Artificial Intelligence

More than half (57%) of advisers anticipate higher disruption related to technological advances which is an increase from only 30% in November 2022. This is likely to be the continual focus on AI technology such as ChatGPT.

The percentage of advisers who consider the development of this technology as an opportunity continues to rise to 76%, and the number intending to incorporate this into their advice process in the next year has risen to nearly 20% from 8% in May 2023.

James Rainbow, Head of UK at Schroders, commented:

“I am delighted to see evidence that clients are growing increasingly confident after a challenging few years. This positive trend reflects what we are seeing, both at a macro level as inflation falls and economic growth returns, but also across our industry. As we continue to navigate the ever-changing financial landscape, we remain committed to providing the necessary tools, insights and support to help advisers capitalise on these opportunities and drive long-term success for their clients.”

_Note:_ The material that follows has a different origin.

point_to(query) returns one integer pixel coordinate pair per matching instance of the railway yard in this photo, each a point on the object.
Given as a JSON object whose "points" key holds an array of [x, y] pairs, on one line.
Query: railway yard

Gillian Hepburn, Commercial Director at Benchmark, also commented:

“Whilst our November Adviser Survey indicated that advisers feel the Consumer Duty Fair Value Outcome will put pressure on the nature of the ongoing charging structure, this Pulse Survey highlights some of the areas where advisers are proactively delivering value beyond the annual review cycle. Whether it’s providing guidance related to regulatory change or the potential impact of a change in government, discussing whether to invest or stay in cash, or reshaping a portfolio to meet a new client need, such as helping to support family with the cost-of-living crisis, there are often several touch points through the year where an adviser will take action to help to ensure that a client remains on track to achieve the best outcomes for their evolving needs.”